In our study, we used PI to approach body mass. Although PI and body mass index are poor predictors of adiposity at birth [20], PI is still suggested as a complementary measurement in neonatal and pediatric growth and nutritional assessment. In preterm infants, PI at measured time showed a negative effect on development of bone SOS, but this effect was not seen in term infants. Higher PI suggests increased adiposity in infants. Whether increased adiposity (obesity) affects the development of bone SOS in later life requires further clarification from long-term follow-up studies.
The limitation of our study is that we did not account for other potential confounders, such as complementary feeding, sunlight exposure, activity and hormonal status of the enrolled infants. Moreover, subcutaneous fat and probe size can confound the QUS measurements. Tibial bone measurement by the same probe cannot be used due to growth status during a longitudinal study. Infant size appears to significantly affect bone SOS measurements at the tibia, with the smaller probe tending to be unsuccessful in infants with larger weights.

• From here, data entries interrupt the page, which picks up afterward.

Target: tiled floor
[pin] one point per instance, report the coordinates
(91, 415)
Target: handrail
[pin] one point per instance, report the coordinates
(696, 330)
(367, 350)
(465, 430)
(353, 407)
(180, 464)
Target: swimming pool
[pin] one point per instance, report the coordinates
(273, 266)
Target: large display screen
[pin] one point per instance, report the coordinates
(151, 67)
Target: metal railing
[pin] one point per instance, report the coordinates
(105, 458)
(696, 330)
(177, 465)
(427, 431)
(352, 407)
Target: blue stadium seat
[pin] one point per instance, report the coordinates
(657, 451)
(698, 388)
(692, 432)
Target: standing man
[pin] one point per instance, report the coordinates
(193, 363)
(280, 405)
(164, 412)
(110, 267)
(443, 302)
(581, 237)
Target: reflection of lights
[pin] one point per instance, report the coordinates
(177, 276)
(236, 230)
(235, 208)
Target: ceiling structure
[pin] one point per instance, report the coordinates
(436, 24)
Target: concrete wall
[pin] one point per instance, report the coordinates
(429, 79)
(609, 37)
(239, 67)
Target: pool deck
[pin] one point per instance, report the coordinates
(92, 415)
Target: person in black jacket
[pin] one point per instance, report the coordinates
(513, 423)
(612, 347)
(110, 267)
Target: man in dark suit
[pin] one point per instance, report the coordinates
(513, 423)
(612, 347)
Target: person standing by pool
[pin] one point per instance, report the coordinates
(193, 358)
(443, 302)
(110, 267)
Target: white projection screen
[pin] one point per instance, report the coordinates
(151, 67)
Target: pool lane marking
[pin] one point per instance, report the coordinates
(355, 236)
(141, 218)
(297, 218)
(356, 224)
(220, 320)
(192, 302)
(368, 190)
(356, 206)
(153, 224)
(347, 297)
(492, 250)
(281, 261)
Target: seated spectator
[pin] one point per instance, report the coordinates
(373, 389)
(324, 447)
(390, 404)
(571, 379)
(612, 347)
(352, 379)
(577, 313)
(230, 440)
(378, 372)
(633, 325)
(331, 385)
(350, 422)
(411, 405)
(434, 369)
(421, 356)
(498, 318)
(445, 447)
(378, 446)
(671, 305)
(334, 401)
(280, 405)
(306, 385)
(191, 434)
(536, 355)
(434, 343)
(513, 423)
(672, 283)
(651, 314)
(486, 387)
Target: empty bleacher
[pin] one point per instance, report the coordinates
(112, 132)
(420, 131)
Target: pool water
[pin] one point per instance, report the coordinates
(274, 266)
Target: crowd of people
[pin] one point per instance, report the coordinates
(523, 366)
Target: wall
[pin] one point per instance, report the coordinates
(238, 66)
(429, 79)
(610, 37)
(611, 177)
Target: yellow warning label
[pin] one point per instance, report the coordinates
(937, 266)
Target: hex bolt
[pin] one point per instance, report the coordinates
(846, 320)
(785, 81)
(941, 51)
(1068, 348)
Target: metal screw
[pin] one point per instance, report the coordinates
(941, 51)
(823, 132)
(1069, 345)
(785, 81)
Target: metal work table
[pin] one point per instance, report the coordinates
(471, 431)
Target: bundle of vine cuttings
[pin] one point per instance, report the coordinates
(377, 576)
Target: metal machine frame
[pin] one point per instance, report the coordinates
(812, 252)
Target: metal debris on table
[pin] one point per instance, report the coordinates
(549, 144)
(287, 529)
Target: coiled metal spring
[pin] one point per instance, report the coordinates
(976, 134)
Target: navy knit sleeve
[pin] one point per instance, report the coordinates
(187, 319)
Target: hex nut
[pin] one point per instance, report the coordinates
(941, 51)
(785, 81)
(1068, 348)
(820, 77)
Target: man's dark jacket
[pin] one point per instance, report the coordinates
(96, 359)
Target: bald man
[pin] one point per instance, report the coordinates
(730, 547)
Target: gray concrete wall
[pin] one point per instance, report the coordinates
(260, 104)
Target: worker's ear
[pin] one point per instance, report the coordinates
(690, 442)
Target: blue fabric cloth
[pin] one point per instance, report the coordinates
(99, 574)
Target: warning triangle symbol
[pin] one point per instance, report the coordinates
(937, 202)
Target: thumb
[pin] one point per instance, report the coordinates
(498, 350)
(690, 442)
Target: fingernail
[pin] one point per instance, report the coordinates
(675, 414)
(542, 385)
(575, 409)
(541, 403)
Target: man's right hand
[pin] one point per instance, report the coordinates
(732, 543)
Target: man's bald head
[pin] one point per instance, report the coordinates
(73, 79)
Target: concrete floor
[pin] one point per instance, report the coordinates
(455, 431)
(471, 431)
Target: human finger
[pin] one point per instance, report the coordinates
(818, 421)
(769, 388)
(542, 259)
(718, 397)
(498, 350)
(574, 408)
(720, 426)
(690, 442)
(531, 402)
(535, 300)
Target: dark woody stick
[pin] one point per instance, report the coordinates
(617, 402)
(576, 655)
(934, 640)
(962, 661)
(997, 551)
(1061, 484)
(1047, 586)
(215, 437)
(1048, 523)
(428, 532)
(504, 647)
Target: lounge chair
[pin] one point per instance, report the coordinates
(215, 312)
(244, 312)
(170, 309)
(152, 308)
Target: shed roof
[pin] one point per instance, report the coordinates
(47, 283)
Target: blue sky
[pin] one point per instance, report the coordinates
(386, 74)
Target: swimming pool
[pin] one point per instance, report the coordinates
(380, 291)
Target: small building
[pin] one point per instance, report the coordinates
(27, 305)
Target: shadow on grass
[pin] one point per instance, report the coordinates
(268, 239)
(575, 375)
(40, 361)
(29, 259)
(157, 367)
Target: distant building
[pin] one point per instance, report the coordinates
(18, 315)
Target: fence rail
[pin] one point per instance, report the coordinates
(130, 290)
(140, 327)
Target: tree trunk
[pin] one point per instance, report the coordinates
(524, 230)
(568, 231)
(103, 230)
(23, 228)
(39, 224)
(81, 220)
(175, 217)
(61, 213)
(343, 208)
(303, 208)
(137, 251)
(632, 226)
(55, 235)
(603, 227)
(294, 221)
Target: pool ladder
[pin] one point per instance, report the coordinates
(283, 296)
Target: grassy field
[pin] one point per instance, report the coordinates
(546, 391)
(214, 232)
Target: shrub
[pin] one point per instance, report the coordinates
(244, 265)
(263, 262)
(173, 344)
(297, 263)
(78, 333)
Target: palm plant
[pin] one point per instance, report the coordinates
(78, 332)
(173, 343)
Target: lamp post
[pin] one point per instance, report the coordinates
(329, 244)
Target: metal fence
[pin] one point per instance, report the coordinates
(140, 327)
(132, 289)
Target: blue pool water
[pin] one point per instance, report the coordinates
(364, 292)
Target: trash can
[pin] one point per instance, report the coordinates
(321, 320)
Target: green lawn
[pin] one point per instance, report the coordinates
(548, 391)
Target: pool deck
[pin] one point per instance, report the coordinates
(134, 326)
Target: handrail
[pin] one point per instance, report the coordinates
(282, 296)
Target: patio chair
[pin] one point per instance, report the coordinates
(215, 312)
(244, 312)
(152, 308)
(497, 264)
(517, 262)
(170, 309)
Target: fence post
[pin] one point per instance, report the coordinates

Hence, validity of QUS data include SOS as surrogate for bone status remains to be defined.
The strength of this study is that we used a longitudinal mixed-effect model analysis with a first-order autoregressive error structure to test for associations between bone SOS and possible influencing factors while accounting for within-infant correlation. Even though there were limitations to this study, our results provide important information on tibial bone SOS values, according to age in months and sex during infancy, for both term and preterm infants. We also observed differences in the pattern of postnatal tibial bone SOS changes between groups. Given the limited data in the literature pertaining to these trends, this study could be useful for evaluating bone status in both preterm and term infants during their infancy.
Conclusion
This study provided information of postnatal changes in tibial bone SOS for preterm and term infants during infancy. There are significant differences in the pattern of change in tibial bone SOS values between preterm and term infants during the first year of life. For both preterm and term infants, age and the SOS value at birth are important factors affecting the pattern of tibial bone SOS change during infancy.
Acknowledgments
The authors wish to express their thanks to the nursing staff of the neonatal intensive care unit and neonatal ward in Kaohsiung Medical University Hospital for enrollment of infants. The authors also wish to express their gratitude for the help supplied by the Statistical Analysis Laboratory, Department of Medical Research, Kaohsiung Medical University Hospital, Kaohsiung Medical University for statistical counseling.
Data Availability
All relevant data are within the paper.
Funding Statement
This study was supported by a grant from Kaohsiung Medical University Research Foundation (KMU-Q098014)(HLC). The funders had no role in study design, data collection and analysis, decision to publish, or preparation of the manuscript.